While the market response to Google’s quarterly earnings seems to have been lukewarm, the stock price dipping in after-hours trading and at least six analysts lowering their price targets after the company came in slightly under Wall Street expectations, Warwick Business School Associate Professor John Baptista says that the modest performance is a ‘blip’.
Bapista, who has researched the company for many years, said that although Google’s ad revenues have suffered as traffic shifts from the desktop to mobile devices (something Google wasn’t slow to address), the real growth in the future will be in the cloud, with Google ideally placed to benefit …
They have a solid business model that has been adversely affected by mobile adoption in terms of advertising revenue but what they offer is better than anything that Apple and Microsoft have available at the moment. So I think this is a blip in the long term performance of the company, and I don’t see how it reflects any major flaws in their strategy and product line.
The cloud and online services is where Apple and Microsoft are both heading, a place that Google knows better than anyone else. They know how to do that better than anybody else, more and more people will be moving to the cloud.
The main area of growth for Google will be Google Apps for Business, a cloud-based service.

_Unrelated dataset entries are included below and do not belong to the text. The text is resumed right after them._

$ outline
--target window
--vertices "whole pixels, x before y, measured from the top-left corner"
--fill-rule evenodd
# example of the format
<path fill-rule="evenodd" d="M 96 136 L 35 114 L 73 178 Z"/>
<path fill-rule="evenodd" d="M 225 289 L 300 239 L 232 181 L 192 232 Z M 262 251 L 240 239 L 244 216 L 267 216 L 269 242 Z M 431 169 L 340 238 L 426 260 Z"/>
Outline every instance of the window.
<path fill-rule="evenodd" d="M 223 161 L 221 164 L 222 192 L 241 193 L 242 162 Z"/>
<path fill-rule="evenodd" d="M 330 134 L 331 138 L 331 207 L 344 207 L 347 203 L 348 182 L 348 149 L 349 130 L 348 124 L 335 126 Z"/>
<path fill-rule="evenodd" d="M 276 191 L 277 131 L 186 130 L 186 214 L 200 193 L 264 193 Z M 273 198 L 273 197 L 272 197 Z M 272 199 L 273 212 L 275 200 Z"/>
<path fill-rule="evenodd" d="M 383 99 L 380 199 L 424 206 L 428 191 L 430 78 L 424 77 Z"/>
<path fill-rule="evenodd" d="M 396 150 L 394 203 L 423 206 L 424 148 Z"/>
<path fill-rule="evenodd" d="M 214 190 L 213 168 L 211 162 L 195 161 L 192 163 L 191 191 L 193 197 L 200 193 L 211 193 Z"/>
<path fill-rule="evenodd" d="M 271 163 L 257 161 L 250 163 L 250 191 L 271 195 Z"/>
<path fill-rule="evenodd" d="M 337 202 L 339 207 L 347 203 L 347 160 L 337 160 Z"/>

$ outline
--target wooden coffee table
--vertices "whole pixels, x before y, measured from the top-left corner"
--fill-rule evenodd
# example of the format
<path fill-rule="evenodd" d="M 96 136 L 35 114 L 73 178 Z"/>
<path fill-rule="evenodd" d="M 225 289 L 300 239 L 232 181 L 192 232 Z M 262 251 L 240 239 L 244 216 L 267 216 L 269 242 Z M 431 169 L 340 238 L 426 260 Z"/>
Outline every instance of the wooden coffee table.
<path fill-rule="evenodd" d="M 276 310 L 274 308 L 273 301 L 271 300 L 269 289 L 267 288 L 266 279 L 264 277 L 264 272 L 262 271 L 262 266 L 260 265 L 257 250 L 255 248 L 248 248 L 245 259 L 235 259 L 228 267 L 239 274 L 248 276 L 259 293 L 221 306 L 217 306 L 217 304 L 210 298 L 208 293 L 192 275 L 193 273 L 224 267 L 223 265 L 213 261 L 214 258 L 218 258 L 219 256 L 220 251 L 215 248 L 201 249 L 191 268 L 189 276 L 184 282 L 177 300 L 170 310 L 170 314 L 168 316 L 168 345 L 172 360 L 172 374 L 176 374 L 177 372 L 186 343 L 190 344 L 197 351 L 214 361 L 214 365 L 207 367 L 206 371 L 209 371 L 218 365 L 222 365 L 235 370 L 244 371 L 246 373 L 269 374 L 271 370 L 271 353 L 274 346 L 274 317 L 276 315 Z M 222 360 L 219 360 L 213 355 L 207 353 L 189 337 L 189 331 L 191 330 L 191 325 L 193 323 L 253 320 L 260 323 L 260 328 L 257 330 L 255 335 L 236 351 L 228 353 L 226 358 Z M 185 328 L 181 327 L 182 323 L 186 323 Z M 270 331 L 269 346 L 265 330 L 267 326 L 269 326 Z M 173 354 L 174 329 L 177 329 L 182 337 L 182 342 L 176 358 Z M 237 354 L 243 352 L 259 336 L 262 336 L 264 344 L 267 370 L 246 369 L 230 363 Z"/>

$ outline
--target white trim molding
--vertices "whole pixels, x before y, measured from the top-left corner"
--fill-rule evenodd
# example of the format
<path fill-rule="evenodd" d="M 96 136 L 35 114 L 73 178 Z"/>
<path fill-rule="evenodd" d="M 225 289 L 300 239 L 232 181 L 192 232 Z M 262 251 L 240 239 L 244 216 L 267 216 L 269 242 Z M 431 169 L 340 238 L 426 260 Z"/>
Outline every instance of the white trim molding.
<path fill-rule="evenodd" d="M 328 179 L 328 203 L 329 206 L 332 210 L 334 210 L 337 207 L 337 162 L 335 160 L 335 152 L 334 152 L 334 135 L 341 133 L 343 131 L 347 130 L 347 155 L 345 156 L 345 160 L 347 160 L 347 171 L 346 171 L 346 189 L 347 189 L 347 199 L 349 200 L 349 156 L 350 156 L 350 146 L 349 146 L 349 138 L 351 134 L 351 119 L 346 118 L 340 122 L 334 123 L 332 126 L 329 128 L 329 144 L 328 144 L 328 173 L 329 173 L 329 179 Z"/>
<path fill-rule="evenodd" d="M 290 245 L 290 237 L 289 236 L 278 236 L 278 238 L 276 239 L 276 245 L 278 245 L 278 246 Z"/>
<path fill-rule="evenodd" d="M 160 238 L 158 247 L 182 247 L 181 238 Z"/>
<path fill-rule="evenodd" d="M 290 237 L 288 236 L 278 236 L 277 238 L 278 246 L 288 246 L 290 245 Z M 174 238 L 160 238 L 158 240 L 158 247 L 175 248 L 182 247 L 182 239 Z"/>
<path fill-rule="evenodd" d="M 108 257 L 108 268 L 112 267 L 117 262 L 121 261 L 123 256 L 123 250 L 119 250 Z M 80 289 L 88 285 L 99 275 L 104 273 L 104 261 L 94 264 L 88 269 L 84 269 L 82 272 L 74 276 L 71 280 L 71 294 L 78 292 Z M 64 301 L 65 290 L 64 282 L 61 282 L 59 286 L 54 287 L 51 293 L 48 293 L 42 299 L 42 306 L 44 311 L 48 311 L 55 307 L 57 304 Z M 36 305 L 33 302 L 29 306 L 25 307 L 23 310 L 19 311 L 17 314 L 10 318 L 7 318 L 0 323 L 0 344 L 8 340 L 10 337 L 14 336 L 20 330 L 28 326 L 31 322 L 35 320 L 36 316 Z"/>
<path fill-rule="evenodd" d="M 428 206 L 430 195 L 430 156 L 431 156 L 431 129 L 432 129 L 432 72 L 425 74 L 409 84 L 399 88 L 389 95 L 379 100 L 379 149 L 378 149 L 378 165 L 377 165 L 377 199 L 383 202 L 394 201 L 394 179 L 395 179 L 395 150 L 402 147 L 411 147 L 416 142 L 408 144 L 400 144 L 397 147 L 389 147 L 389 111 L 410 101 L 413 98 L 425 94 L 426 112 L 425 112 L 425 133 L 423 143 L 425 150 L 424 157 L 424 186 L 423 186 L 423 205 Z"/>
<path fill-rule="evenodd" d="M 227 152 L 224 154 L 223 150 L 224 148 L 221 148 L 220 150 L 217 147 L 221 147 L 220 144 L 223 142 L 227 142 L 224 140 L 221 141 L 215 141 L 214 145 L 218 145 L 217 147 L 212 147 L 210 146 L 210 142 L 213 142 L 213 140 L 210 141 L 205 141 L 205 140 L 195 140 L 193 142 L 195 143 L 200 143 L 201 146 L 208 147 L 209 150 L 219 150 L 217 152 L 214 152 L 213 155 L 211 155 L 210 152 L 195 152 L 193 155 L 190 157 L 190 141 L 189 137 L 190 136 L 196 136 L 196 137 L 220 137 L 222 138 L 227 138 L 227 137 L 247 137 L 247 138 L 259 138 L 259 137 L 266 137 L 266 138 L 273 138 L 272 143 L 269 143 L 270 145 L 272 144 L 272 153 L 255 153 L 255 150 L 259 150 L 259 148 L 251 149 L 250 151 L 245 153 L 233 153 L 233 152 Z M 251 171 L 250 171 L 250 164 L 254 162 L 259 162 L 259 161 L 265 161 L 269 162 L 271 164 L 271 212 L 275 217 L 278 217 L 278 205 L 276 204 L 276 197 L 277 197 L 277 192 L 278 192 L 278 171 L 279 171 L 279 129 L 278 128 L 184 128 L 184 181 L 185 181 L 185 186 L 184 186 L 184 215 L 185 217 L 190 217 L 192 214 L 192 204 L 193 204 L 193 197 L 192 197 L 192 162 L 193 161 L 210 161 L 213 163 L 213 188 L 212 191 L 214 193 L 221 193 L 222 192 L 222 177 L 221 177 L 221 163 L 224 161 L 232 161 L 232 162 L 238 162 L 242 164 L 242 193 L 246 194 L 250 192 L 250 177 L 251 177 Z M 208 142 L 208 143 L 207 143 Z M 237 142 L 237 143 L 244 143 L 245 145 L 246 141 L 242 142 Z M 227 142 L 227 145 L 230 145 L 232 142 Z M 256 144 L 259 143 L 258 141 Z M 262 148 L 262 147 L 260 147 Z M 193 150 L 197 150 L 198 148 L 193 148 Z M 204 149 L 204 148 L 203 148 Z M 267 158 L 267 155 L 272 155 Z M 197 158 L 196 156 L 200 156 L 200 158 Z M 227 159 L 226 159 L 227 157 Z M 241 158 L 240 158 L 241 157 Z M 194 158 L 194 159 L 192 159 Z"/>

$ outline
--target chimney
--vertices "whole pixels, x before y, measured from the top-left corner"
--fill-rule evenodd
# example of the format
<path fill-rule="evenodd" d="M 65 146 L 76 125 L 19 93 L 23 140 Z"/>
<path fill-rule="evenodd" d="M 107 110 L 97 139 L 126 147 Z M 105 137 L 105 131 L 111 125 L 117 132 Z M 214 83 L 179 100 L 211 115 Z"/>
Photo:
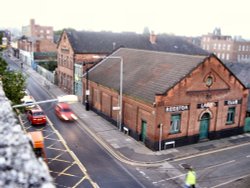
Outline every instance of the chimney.
<path fill-rule="evenodd" d="M 156 34 L 154 33 L 154 31 L 151 32 L 149 41 L 151 42 L 151 44 L 156 44 Z"/>
<path fill-rule="evenodd" d="M 30 26 L 35 25 L 35 19 L 30 19 Z"/>

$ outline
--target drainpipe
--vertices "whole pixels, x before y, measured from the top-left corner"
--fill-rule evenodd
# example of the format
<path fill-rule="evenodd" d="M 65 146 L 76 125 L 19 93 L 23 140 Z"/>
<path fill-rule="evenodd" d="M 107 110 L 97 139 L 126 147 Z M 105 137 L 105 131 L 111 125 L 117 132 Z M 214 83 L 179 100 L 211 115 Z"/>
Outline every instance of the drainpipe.
<path fill-rule="evenodd" d="M 159 136 L 159 151 L 161 151 L 161 141 L 162 141 L 162 123 L 160 123 L 159 128 L 160 128 L 160 136 Z"/>

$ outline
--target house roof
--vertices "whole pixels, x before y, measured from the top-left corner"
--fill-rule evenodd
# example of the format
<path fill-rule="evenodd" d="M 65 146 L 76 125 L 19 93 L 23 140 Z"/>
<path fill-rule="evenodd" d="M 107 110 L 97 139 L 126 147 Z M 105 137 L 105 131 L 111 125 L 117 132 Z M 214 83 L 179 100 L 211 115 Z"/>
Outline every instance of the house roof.
<path fill-rule="evenodd" d="M 250 89 L 250 63 L 225 63 L 225 65 L 246 88 Z"/>
<path fill-rule="evenodd" d="M 149 35 L 133 32 L 92 32 L 65 30 L 75 53 L 106 53 L 125 47 L 152 51 L 173 52 L 190 55 L 208 55 L 208 52 L 181 37 L 156 35 L 156 43 L 151 43 Z"/>
<path fill-rule="evenodd" d="M 226 63 L 225 65 L 250 90 L 250 63 Z M 248 95 L 247 111 L 250 112 L 250 95 Z"/>
<path fill-rule="evenodd" d="M 123 58 L 123 94 L 153 103 L 201 64 L 206 56 L 191 56 L 120 48 L 89 72 L 89 79 L 119 92 Z M 113 58 L 112 58 L 113 57 Z"/>

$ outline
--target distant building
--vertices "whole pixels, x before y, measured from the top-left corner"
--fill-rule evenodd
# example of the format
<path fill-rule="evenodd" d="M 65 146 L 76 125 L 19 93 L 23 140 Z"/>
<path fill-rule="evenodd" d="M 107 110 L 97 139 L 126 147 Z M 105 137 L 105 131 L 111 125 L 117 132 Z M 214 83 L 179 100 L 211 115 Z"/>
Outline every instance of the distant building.
<path fill-rule="evenodd" d="M 35 24 L 35 20 L 30 20 L 30 25 L 22 27 L 23 36 L 18 40 L 19 57 L 26 64 L 34 64 L 34 53 L 51 54 L 56 52 L 54 43 L 54 31 L 51 26 L 40 26 Z M 34 65 L 35 66 L 35 65 Z"/>
<path fill-rule="evenodd" d="M 11 32 L 9 30 L 0 30 L 0 48 L 7 48 L 11 41 Z"/>
<path fill-rule="evenodd" d="M 132 32 L 91 32 L 64 30 L 57 46 L 57 78 L 59 87 L 68 93 L 81 95 L 80 75 L 94 63 L 93 55 L 109 55 L 119 48 L 145 49 L 190 55 L 207 55 L 202 50 L 178 36 L 136 34 Z"/>
<path fill-rule="evenodd" d="M 201 47 L 216 54 L 222 61 L 250 62 L 250 41 L 245 41 L 241 37 L 221 35 L 219 28 L 202 36 Z"/>
<path fill-rule="evenodd" d="M 30 20 L 30 25 L 22 27 L 22 35 L 36 39 L 54 40 L 54 31 L 52 26 L 40 26 L 35 24 L 35 20 Z"/>

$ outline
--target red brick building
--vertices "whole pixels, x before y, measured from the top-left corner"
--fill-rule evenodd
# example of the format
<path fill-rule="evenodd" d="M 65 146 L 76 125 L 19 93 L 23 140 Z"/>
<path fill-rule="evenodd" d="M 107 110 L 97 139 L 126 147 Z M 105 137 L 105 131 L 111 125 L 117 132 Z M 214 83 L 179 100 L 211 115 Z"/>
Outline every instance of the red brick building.
<path fill-rule="evenodd" d="M 35 20 L 31 19 L 30 24 L 22 27 L 22 35 L 33 37 L 36 39 L 54 40 L 54 31 L 52 26 L 41 26 L 35 24 Z"/>
<path fill-rule="evenodd" d="M 222 61 L 250 62 L 250 41 L 241 37 L 222 35 L 219 28 L 202 36 L 201 47 L 214 53 Z"/>
<path fill-rule="evenodd" d="M 147 147 L 242 133 L 248 90 L 216 56 L 128 48 L 111 56 L 124 62 L 122 125 Z M 90 106 L 114 122 L 119 78 L 118 59 L 107 58 L 89 71 Z"/>

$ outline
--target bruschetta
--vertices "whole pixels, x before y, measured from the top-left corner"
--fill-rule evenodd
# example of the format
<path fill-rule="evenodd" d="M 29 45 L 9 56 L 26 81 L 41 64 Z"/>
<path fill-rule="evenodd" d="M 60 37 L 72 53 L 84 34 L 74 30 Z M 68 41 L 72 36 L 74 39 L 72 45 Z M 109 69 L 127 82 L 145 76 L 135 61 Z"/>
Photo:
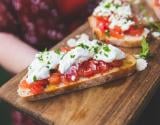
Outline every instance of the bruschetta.
<path fill-rule="evenodd" d="M 88 21 L 99 40 L 122 47 L 141 46 L 141 40 L 149 33 L 123 0 L 102 0 Z"/>
<path fill-rule="evenodd" d="M 69 39 L 66 47 L 36 54 L 17 92 L 35 101 L 101 85 L 135 71 L 134 56 L 82 34 Z"/>

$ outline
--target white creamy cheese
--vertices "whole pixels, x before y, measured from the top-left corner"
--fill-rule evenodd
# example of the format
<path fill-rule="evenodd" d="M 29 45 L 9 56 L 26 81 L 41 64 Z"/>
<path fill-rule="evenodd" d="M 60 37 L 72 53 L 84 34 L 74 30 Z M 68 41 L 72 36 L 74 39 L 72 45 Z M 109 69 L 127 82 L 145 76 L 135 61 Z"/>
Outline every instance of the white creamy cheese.
<path fill-rule="evenodd" d="M 94 16 L 109 16 L 121 6 L 121 0 L 102 0 L 93 11 Z"/>
<path fill-rule="evenodd" d="M 62 53 L 57 54 L 54 51 L 36 54 L 35 59 L 28 67 L 27 82 L 32 83 L 34 80 L 48 78 L 50 76 L 50 70 L 57 67 L 62 55 Z"/>
<path fill-rule="evenodd" d="M 60 73 L 64 74 L 73 64 L 78 64 L 80 62 L 88 60 L 91 57 L 92 55 L 90 54 L 88 49 L 76 47 L 75 49 L 72 49 L 71 51 L 66 53 L 66 55 L 59 63 L 58 70 L 60 71 Z"/>
<path fill-rule="evenodd" d="M 68 41 L 67 41 L 67 45 L 69 46 L 69 47 L 75 47 L 76 45 L 77 45 L 77 42 L 76 42 L 76 40 L 75 39 L 69 39 Z"/>
<path fill-rule="evenodd" d="M 147 68 L 147 61 L 143 58 L 138 58 L 136 60 L 136 68 L 137 68 L 137 71 L 143 71 Z"/>
<path fill-rule="evenodd" d="M 158 37 L 160 37 L 160 32 L 153 32 L 152 36 L 155 38 L 158 38 Z"/>
<path fill-rule="evenodd" d="M 110 63 L 114 60 L 121 60 L 125 57 L 126 55 L 122 50 L 112 46 L 111 44 L 103 45 L 100 51 L 94 55 L 94 59 L 102 60 L 106 63 Z"/>

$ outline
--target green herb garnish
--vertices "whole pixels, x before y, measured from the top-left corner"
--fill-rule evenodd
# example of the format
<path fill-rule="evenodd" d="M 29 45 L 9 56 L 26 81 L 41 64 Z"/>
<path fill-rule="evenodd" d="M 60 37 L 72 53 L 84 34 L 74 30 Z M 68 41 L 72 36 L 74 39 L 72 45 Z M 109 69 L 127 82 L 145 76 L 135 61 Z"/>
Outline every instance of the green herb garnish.
<path fill-rule="evenodd" d="M 104 5 L 105 8 L 110 8 L 111 7 L 111 3 L 107 3 Z"/>
<path fill-rule="evenodd" d="M 71 55 L 71 58 L 74 58 L 75 57 L 75 55 Z"/>
<path fill-rule="evenodd" d="M 58 55 L 61 54 L 61 50 L 59 48 L 55 49 L 54 52 L 57 53 Z"/>
<path fill-rule="evenodd" d="M 36 76 L 33 76 L 33 81 L 35 82 L 37 80 L 37 77 Z"/>
<path fill-rule="evenodd" d="M 79 46 L 79 47 L 82 47 L 83 49 L 88 49 L 88 48 L 89 48 L 89 46 L 87 46 L 87 45 L 85 45 L 85 44 L 83 44 L 83 43 L 79 44 L 78 46 Z"/>
<path fill-rule="evenodd" d="M 114 6 L 115 6 L 116 8 L 119 8 L 121 5 L 119 5 L 119 4 L 114 4 Z"/>
<path fill-rule="evenodd" d="M 99 47 L 94 47 L 94 53 L 98 53 Z"/>
<path fill-rule="evenodd" d="M 39 59 L 40 61 L 43 61 L 43 56 L 42 56 L 42 54 L 41 54 L 40 56 L 38 56 L 38 59 Z"/>
<path fill-rule="evenodd" d="M 109 49 L 109 47 L 108 47 L 107 45 L 103 46 L 103 50 L 104 50 L 105 52 L 109 52 L 109 51 L 110 51 L 110 49 Z"/>
<path fill-rule="evenodd" d="M 141 41 L 141 47 L 142 49 L 141 49 L 140 57 L 144 59 L 148 58 L 150 55 L 150 50 L 149 50 L 149 44 L 145 38 L 143 38 Z"/>

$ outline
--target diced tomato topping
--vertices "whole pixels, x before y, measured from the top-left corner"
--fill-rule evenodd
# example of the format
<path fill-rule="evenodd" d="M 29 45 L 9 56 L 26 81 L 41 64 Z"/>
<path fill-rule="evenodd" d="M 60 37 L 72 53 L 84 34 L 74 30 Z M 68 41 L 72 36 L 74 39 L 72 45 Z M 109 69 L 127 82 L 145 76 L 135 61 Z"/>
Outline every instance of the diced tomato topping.
<path fill-rule="evenodd" d="M 76 81 L 78 79 L 77 67 L 75 65 L 73 65 L 70 70 L 62 76 L 62 81 L 65 83 Z"/>
<path fill-rule="evenodd" d="M 108 17 L 97 17 L 97 27 L 105 32 L 108 29 L 109 21 Z"/>
<path fill-rule="evenodd" d="M 44 88 L 48 85 L 48 80 L 37 80 L 31 84 L 30 90 L 33 94 L 40 94 L 44 91 Z"/>
<path fill-rule="evenodd" d="M 65 74 L 59 72 L 52 73 L 48 79 L 37 80 L 32 84 L 28 84 L 25 80 L 20 84 L 24 88 L 30 88 L 33 94 L 40 94 L 44 91 L 48 84 L 69 84 L 77 81 L 80 77 L 92 77 L 98 73 L 104 73 L 109 71 L 113 67 L 120 67 L 122 65 L 121 60 L 113 61 L 112 63 L 105 63 L 104 61 L 97 61 L 90 59 L 82 62 L 81 64 L 73 65 L 69 71 Z"/>
<path fill-rule="evenodd" d="M 96 60 L 88 60 L 80 64 L 78 69 L 78 74 L 82 77 L 91 77 L 97 73 L 97 64 Z"/>
<path fill-rule="evenodd" d="M 131 36 L 140 36 L 142 35 L 144 31 L 143 26 L 131 26 L 129 30 L 125 32 L 125 34 L 131 35 Z"/>
<path fill-rule="evenodd" d="M 61 74 L 60 73 L 53 73 L 48 78 L 50 84 L 59 84 L 61 82 Z"/>
<path fill-rule="evenodd" d="M 68 52 L 71 49 L 69 47 L 61 47 L 60 50 L 61 50 L 61 52 L 66 53 L 66 52 Z"/>
<path fill-rule="evenodd" d="M 114 29 L 111 29 L 110 35 L 118 39 L 121 39 L 124 37 L 124 34 L 119 26 L 115 26 Z"/>
<path fill-rule="evenodd" d="M 99 61 L 97 69 L 98 69 L 99 73 L 103 73 L 103 72 L 108 71 L 110 69 L 110 66 L 109 66 L 109 64 L 107 64 L 103 61 Z"/>
<path fill-rule="evenodd" d="M 122 66 L 122 64 L 123 64 L 122 60 L 115 60 L 110 65 L 112 67 L 120 67 L 120 66 Z"/>
<path fill-rule="evenodd" d="M 20 88 L 22 88 L 22 89 L 29 89 L 30 88 L 30 84 L 26 80 L 23 80 L 20 83 Z"/>

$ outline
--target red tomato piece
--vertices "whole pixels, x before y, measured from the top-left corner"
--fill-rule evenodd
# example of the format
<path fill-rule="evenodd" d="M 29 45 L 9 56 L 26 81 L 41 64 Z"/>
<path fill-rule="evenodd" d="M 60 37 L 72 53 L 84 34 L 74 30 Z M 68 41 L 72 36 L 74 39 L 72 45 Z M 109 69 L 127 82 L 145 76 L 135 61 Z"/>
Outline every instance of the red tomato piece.
<path fill-rule="evenodd" d="M 91 77 L 94 74 L 95 74 L 94 71 L 90 67 L 83 70 L 83 77 Z"/>
<path fill-rule="evenodd" d="M 78 70 L 78 75 L 82 77 L 91 77 L 97 73 L 97 64 L 96 60 L 88 60 L 80 64 Z"/>
<path fill-rule="evenodd" d="M 50 78 L 48 78 L 49 83 L 51 84 L 59 84 L 61 82 L 61 74 L 53 73 Z"/>
<path fill-rule="evenodd" d="M 131 36 L 140 36 L 142 35 L 144 31 L 143 26 L 131 26 L 129 30 L 125 32 L 125 34 L 131 35 Z"/>
<path fill-rule="evenodd" d="M 76 81 L 79 79 L 78 73 L 77 73 L 77 66 L 72 66 L 70 70 L 64 75 L 65 82 L 66 81 Z"/>
<path fill-rule="evenodd" d="M 30 88 L 30 84 L 26 81 L 26 80 L 23 80 L 21 83 L 20 83 L 20 88 L 23 88 L 23 89 L 29 89 Z"/>
<path fill-rule="evenodd" d="M 103 72 L 108 71 L 110 67 L 109 67 L 109 64 L 105 63 L 104 61 L 99 61 L 97 69 L 99 73 L 103 73 Z"/>
<path fill-rule="evenodd" d="M 64 53 L 68 52 L 69 50 L 71 50 L 69 47 L 61 47 L 60 50 Z"/>
<path fill-rule="evenodd" d="M 97 27 L 105 32 L 108 29 L 109 21 L 108 17 L 97 17 Z"/>
<path fill-rule="evenodd" d="M 115 26 L 114 29 L 111 29 L 110 35 L 118 39 L 121 39 L 124 37 L 124 34 L 119 26 Z"/>
<path fill-rule="evenodd" d="M 44 88 L 47 86 L 48 80 L 37 80 L 31 84 L 31 92 L 33 94 L 40 94 L 43 92 Z"/>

It is attacking Microsoft by offering small and medium businesses a very tempting package and at a cheaper rate. It has been around for a long time, but Google have improved it lately and it has 90 per cent of the features companies use.
It increasingly makes more sense for companies to use Google and I think this will be a growing market for them. Evidence of this is Microsoft launching Office 365, a cloud-based service for enterprises, so they recognise the threat of Google.
It’s a solid argument, and one Google bulls may eye with interest – though of course things can change rapidly in the tech sector. Microsoft initially did seem in danger of losing its domination of the business software market, but responded surprisingly quickly with Office 365. Apple, too, has started rolling out beta access to its iWork for iCloud service. Google’s head-start in the cloud arena is no guarantee of future dominance, and doesn’t always succeed even when it tries really hard to: witness Google+.
Google’s key strength may be its diversity. There are very few tech pies in which the company doesn’t have a finger, leaving the company free to ride the successful waves while letting go of the bets that don’t work out. And those successes tend to be big ones. Chrome, from a quirky alternative browser in 2008 to the world’s most popular browser today, with 750M users. Approaching a billion Android activations. Gmail the most popular mail platform in the world, with 425M users. A billion users on YouTube.
Crucially, the company has achieved something very few mega-corporations manage: remaining innovative despite becoming one of the largest companies in the world. From driverless cars to balloon-based Internet, there can be few companies of any significant size as willing to experiment with crazy ideas to see where they might end up. I frankly can’t imagine any other corporation – not even Apple – allowing any of its employees to spend one day a week working on a personal project of their own choosing. Both GMail and Google Maps were born in that 20 percent time. That, more than anything, is the reason I’d have confidence in the company’s continued growth.